De son côté, Lidl France, qui s’inscrit dans une démarche de transition énergétique, a pour ambition de posséder d’ici la fin de l’année 100 camions fonctionnant au gaz naturel, 14 véhicules au B100 et un premier véhicule frigorifique Renault 100 % électrique. Ce dernier livre l’ensemble des supermarchés Lidl en Île-de-France. Un des leviers d’action de l’enseigne est le meilleur remplissage de ses véhicules qui va passer de 94 % à 96 % dans les trois prochaines années (l’équivalent de 13 000 km économisés tous les jours), ainsi que la valorisation des déchets issus des retours de magasins (250 000 tonnes à l’échelle nationale). Point.P, distributeur de matériaux de construction, a lui lancé depuis trois ans un service de péniche pouvant transporter 1 100 tonnes de matériaux, soit 42 camions de 26 tonnes éliminés sur la route. De plus, 90 % des livraisons à Paris sont faites avec des camions au gaz naturel. La marque teste également un service de location de camionnettes électriques pour ses clients. Services Ecusson Vert, société de livraison du denier kilomètre sur Montpellier, exploite le véhicule électrique Easy Flex qui facilite la vie pour ses livreurs et les robots TwinswHeel qui se faufilent dans les petites rues et montent les marches d’escaliers. Enfin, Unigros, l’union des grossistes du marché de Rungis, évoque un projet pilote de mutualisation des commandes porté par quatre grossistes du secteur bio, tous spécialisés dans des domaines complémentaires et ayant des cibles communes de clients. De quoi réduire les émissions carbones de 20 %.

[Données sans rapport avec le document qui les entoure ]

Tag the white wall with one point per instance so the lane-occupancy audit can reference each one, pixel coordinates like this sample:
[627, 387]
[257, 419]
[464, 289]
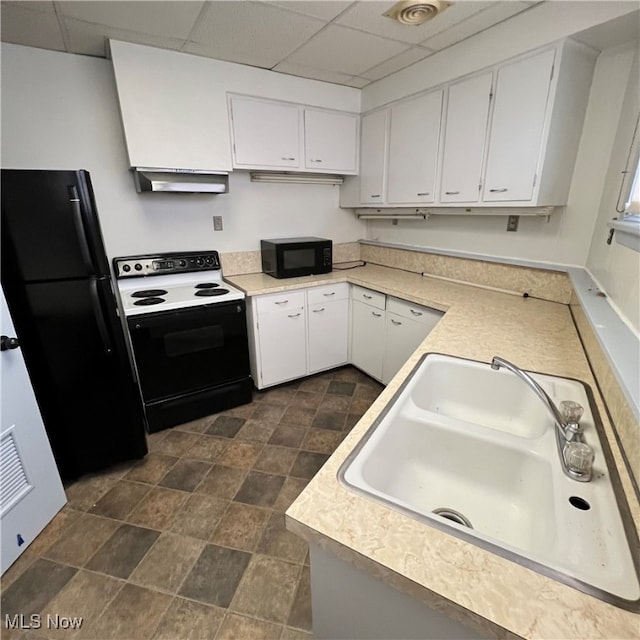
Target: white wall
[60, 111]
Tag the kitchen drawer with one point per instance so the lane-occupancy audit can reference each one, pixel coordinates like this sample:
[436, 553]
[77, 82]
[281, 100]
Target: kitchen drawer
[372, 298]
[328, 292]
[278, 301]
[412, 311]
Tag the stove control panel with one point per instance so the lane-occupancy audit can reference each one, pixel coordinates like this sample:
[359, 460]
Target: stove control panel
[155, 265]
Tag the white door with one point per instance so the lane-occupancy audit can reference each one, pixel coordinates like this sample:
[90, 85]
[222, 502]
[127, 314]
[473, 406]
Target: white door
[31, 491]
[464, 136]
[522, 91]
[413, 149]
[330, 141]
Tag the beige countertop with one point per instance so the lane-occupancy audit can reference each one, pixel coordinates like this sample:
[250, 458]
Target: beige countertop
[475, 586]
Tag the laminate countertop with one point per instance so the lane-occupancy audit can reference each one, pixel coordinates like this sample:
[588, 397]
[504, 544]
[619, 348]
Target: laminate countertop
[492, 594]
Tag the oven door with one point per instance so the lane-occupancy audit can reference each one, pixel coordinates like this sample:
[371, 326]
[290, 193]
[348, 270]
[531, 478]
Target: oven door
[187, 350]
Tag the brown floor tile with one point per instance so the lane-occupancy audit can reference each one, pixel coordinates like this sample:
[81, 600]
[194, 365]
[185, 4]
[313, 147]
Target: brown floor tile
[329, 420]
[298, 416]
[300, 614]
[260, 489]
[307, 464]
[81, 540]
[256, 431]
[186, 475]
[267, 589]
[240, 527]
[287, 436]
[120, 555]
[321, 440]
[207, 448]
[279, 542]
[274, 459]
[199, 516]
[168, 562]
[33, 590]
[186, 620]
[84, 596]
[222, 481]
[291, 489]
[120, 501]
[133, 613]
[176, 443]
[241, 454]
[237, 627]
[215, 576]
[152, 468]
[225, 426]
[158, 508]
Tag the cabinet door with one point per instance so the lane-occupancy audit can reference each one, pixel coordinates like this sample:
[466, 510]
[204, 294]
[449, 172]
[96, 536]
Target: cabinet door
[464, 137]
[522, 91]
[373, 157]
[283, 345]
[265, 133]
[328, 334]
[403, 336]
[367, 338]
[413, 149]
[330, 141]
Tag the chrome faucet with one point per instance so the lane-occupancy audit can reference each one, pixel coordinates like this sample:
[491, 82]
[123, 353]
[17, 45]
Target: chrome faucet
[576, 455]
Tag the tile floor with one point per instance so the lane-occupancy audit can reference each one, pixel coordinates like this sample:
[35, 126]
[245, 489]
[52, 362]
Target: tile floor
[190, 542]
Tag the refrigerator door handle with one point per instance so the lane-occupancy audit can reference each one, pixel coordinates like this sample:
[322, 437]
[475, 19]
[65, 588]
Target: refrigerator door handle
[74, 200]
[98, 313]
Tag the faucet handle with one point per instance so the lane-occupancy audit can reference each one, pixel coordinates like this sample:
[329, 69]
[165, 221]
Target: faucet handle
[571, 411]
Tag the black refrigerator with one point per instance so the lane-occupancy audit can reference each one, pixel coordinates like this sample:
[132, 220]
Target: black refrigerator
[56, 280]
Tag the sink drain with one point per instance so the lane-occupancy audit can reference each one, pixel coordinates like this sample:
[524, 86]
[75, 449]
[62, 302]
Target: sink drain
[454, 516]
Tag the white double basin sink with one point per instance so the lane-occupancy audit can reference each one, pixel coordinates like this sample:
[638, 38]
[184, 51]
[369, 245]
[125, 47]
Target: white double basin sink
[472, 451]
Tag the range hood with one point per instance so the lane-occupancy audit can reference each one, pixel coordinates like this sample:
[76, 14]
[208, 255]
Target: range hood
[180, 180]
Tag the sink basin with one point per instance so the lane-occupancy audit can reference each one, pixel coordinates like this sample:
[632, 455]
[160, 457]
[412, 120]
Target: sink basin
[463, 448]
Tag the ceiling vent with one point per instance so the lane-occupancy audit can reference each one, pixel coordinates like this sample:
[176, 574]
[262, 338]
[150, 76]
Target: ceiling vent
[416, 12]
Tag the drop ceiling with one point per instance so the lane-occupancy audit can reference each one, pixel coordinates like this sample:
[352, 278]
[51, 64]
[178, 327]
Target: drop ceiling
[348, 43]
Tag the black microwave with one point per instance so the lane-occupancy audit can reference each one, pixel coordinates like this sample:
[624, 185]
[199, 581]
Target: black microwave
[291, 257]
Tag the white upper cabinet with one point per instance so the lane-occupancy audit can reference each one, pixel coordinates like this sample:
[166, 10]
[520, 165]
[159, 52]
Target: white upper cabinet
[520, 106]
[373, 157]
[172, 114]
[464, 137]
[265, 133]
[268, 134]
[331, 141]
[414, 136]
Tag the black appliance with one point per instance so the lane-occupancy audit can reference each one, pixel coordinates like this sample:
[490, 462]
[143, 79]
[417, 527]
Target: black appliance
[57, 283]
[188, 333]
[292, 257]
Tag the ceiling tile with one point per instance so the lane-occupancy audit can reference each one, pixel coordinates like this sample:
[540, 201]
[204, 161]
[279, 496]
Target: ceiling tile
[324, 9]
[172, 19]
[315, 74]
[250, 32]
[367, 16]
[39, 28]
[396, 63]
[91, 39]
[474, 24]
[344, 50]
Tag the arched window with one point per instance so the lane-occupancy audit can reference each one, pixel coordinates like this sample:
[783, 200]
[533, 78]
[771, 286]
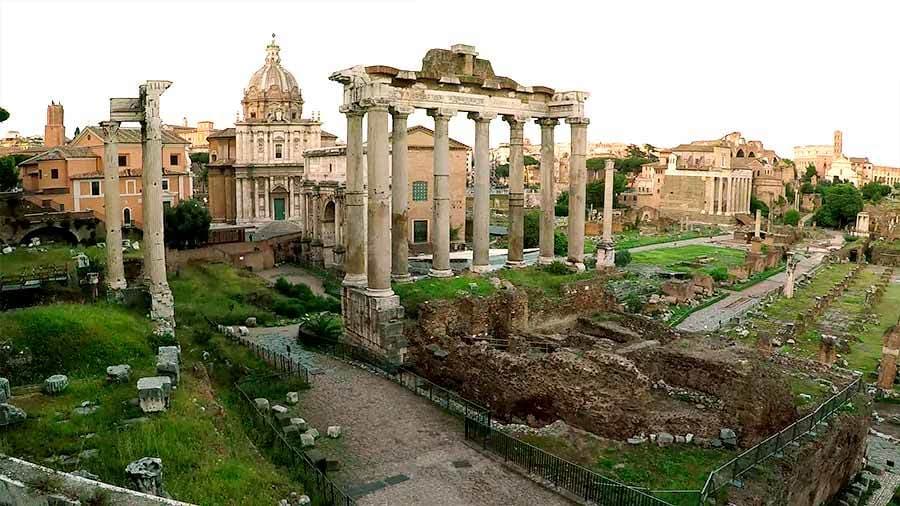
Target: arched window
[420, 191]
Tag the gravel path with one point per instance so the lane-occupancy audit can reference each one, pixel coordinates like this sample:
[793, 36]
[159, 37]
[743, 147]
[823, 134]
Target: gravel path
[396, 447]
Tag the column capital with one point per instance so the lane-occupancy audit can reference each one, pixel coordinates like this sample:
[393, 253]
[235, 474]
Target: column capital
[442, 113]
[486, 117]
[402, 110]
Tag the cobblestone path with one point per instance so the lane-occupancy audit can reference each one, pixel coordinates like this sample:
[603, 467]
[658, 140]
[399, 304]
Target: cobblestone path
[398, 448]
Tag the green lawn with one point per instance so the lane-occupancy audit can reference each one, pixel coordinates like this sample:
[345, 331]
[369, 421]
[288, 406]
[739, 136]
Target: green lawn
[685, 258]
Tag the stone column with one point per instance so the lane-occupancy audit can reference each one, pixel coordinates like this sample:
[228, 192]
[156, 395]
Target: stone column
[115, 269]
[608, 256]
[379, 205]
[548, 197]
[515, 256]
[399, 194]
[577, 182]
[355, 256]
[481, 215]
[440, 226]
[162, 306]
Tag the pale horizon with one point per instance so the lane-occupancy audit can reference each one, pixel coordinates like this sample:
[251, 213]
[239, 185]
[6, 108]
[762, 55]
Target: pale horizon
[787, 74]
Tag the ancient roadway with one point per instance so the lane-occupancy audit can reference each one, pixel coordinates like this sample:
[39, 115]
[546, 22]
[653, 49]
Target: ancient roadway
[712, 317]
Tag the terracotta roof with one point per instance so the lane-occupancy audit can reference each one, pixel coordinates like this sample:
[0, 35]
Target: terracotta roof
[126, 173]
[61, 153]
[132, 135]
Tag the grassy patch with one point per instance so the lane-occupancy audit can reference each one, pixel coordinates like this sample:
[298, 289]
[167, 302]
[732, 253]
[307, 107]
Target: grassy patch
[687, 258]
[415, 293]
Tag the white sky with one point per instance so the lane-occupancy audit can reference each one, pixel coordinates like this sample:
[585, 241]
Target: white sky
[786, 72]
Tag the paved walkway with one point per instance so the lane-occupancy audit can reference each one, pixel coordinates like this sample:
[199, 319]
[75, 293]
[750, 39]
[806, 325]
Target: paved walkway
[396, 447]
[715, 315]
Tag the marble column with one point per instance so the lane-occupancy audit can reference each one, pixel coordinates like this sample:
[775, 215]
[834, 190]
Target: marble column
[115, 269]
[162, 306]
[515, 256]
[440, 225]
[400, 194]
[354, 198]
[577, 182]
[548, 197]
[379, 204]
[481, 212]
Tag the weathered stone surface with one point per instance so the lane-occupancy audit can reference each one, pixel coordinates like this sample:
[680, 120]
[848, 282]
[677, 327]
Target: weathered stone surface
[145, 476]
[118, 373]
[11, 415]
[56, 384]
[154, 393]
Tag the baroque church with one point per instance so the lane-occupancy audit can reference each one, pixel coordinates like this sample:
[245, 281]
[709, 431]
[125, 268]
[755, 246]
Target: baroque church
[256, 168]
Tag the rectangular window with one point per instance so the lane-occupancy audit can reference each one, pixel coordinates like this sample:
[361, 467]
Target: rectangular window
[420, 191]
[420, 231]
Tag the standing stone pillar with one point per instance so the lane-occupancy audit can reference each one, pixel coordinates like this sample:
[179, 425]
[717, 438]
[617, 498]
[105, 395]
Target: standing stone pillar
[379, 229]
[115, 269]
[789, 276]
[515, 256]
[399, 194]
[162, 306]
[577, 182]
[757, 224]
[481, 215]
[606, 253]
[440, 229]
[354, 199]
[887, 371]
[548, 196]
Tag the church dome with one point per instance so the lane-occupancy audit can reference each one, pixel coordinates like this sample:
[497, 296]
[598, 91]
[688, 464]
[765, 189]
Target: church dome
[272, 94]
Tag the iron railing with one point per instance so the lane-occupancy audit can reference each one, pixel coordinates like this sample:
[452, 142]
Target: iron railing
[739, 465]
[321, 490]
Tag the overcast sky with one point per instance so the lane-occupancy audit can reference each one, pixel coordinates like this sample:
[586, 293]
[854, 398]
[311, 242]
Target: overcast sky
[663, 72]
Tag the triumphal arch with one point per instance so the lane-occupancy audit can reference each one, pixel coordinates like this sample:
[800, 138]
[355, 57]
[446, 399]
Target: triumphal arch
[449, 82]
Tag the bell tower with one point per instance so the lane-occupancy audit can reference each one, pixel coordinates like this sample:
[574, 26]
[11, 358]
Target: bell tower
[55, 129]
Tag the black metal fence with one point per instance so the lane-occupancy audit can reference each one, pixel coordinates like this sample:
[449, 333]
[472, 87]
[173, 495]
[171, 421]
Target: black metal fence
[321, 490]
[736, 467]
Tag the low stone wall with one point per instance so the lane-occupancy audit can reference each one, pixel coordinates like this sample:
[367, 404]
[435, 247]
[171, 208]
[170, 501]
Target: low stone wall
[18, 479]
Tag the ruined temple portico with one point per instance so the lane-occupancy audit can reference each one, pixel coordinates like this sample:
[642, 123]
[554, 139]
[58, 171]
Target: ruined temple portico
[450, 82]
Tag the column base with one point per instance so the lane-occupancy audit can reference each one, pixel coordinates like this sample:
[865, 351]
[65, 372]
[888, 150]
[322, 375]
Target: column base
[480, 269]
[440, 273]
[355, 280]
[401, 278]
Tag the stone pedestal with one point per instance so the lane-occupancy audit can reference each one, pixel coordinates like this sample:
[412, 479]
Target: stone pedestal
[374, 322]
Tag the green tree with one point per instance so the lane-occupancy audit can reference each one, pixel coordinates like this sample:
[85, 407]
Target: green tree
[562, 204]
[9, 174]
[792, 217]
[840, 204]
[187, 224]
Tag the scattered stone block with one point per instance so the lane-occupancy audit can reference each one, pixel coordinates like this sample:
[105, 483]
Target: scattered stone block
[11, 415]
[118, 373]
[146, 476]
[154, 393]
[56, 384]
[262, 405]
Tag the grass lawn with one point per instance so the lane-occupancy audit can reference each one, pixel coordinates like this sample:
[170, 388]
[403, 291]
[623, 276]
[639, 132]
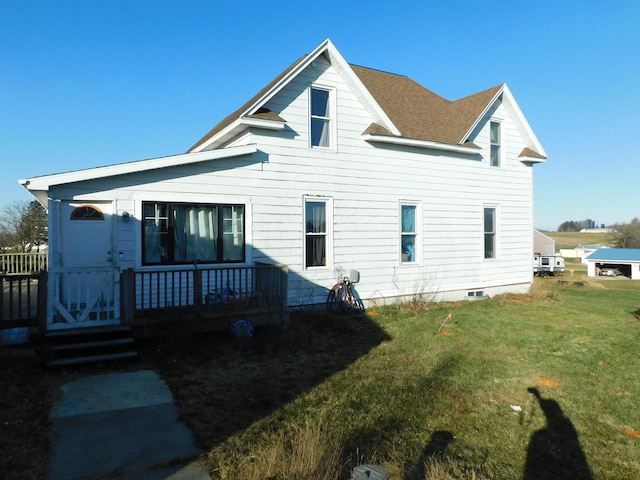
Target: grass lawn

Vers la prolongation du programme ?
2022 sera la dernière année pour le programme InTerLUD. Se posera alors la question de son éventuel renouvellement. « Nous sommes à mi-course. Il faut faire plus, plus vite, surtout dans le contexte des ZFE (zones à faibles émissions) », juge Yann Tréméac, chef adjoint du service Transport et Mobilités de l’Ademe. « Nous souhaitons prolonger le programme car il reste encore à faire », ajoute pour sa part Jean-André Lasserre. Le représentant du Gouvernement, Marc Papinutti, directeur général des infrastructures, des transports et de la mer du ministère de la Transition écologique, laisse planer le doute : « Avec la crise sanitaire, nous avons tous travaillé ensemble, rapidement. Il faut rester sur la même lancée avec InTerLUD. Comme le Cilog qui a connu une deuxième édition, nous verrons si nous prolongerons la dynamique d’InTerLUD ou pas ».